Innocently alluring and possessed of one of the smokiest, most hypnotic voices in modern music, she has been recording and performing under the Cat Power moniker since 1995. The end of the '90s saw her gaining critical and underground respect for her intriguing and often disquieting albums. Chan-pronounced "Shawn"-also gained notoriety for her erratic live performances.
But with the January release of her seventh album, The Greatest (Matador), things have changed. Her media presence has grown, and in recent interviews with high profile publications she has candidly discussed her depression, performance anxiety and substance abuse.
Now, a newly sober Marshall is breaking new ground. The Greatest has been re-released with new packaging and a new ad campaign, and her tour with the Memphis Rhythm Band comes through Cat's Cradle on Sunday.
The nature of Marshall's fans and the words they so often use to describe her suggest such a change might not be welcome. Duke's own Cat Power group on Facebook, "Cult of Chan," describes her as a "shy, troubled troubadour." Scanning the back archives of Matador Record's message board, words like "timid," "fascinating" and "tortured" come up evey few posts. There is no question that the mystique of Cat Power is deeply important to her devotees.
On stage, she used to be a totemic figure, playing her simple guitar lines with little body movement and intoning her mysterious and sometimes harrowing lyrics in a sweet half-whisper. For many years, this (with or without a minimalist backing band) was the core of her act. Atmosphere did the rest. The silence around the sound of her guitar and voice somehow amplified the intensity of her words and music, and audiences stood rapt.
That intensity came at a dear price for Marshall.
Until recently, her drinking had become heavier and heavier, and she was in the habit of taking Xanax before shows to control her stage fright.
"It was about the uncomfortableness of just being in my own skin," she told the New York Times in September. "And that's why the alcohol was always with me."
In January, weeks before the release of The Greatest, she was admitted to Miami's Mt. Sinai Medical Center, forcing her label to push back tour dates.
The album, although recorded before her breakdown and recovery, sounds hopeful. Stylistically, it's a far cry from hazy, meandering Cat Power classics like "American Flag" or "Cross Bones Style." Marshall has said the record is a return to the soul music she loved as a child: horns, strings and clean guitars carry her voice to beautiful heights.
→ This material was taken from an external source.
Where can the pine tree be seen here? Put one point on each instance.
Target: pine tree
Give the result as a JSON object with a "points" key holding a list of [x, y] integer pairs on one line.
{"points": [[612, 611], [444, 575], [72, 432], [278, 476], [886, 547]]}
In light of such a striking new direction, backlash was inevitable. Indie pundits in particular seem worried about the accessibility of her less oblique sound. Amy Phillips, in her review of The Greatest on pitchforkmedia.com even groused that the album "could be battling [Norah Jones'] 'Don't Know Why' for airplay supremacy on Mom's car stereo in the coming months."
Female musicians walk a delicate line. The public expects them either to be glamorous pop stars or demure folkies. As Richie Unterberger noted in his All Music Guide essay "Women In Rock," since the alternative explosion of the early '90s, indie and underground rock has been the most rewarding area for unconventional female artists. But in the end, many careers have suffered at the hands of an audience that doesn't want them to change.
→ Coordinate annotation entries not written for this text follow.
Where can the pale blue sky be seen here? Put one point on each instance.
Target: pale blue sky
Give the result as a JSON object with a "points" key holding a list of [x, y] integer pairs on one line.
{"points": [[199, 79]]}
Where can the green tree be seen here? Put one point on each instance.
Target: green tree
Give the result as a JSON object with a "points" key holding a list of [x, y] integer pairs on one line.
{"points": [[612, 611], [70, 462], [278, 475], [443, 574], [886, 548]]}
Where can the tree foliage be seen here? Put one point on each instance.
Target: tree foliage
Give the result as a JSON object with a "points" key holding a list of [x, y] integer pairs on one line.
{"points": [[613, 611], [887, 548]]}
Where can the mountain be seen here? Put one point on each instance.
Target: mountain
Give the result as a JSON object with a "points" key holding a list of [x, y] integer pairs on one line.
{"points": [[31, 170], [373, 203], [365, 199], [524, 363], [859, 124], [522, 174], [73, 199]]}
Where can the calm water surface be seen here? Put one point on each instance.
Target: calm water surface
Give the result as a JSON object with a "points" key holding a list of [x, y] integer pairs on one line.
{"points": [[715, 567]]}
And yet Marshall's fans, including those at Duke, seem to be embracing her personal achievements, even if not everyone agrees on the album.
"I think it's great," said senior Anne Rosenbarger. "Some friends of mine saw her last year and she stopped the show early. I think [her new attitude] will help her a lot."
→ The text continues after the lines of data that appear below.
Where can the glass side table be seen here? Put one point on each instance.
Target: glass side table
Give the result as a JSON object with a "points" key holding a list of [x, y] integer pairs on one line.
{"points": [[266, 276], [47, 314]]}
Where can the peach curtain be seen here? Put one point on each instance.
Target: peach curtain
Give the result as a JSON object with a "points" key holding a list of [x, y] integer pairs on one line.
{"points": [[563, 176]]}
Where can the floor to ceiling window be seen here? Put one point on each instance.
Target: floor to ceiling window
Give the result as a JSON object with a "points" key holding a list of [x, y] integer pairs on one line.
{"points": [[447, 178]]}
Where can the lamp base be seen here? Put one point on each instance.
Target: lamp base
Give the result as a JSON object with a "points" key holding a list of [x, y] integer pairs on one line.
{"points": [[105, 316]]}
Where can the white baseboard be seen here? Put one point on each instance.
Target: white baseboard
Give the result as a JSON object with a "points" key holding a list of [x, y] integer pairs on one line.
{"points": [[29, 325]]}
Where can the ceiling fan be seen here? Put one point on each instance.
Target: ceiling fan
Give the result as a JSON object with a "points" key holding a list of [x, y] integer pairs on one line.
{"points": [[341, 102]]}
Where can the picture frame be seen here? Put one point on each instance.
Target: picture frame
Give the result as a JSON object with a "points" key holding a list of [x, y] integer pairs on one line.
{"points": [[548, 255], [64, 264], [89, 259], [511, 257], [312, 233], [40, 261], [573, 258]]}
It's easy to understand the morbid curiosity involved in attending a performance by a notoriously unstable artist: it's spectacle, it's performance art. Many male artists, from Jim Morrison to Kurt Cobain, have suffered and profited from such audience expectations.
Tellingly, Marshall's 2003 album You Are Free opened with "I Don't Blame You," a wistful piano ballad written to and for Cobain, and addressing his turbulent relationship with fame from a personal standpoint.
But Marshall seems to have an important asset on her side: supportive fans.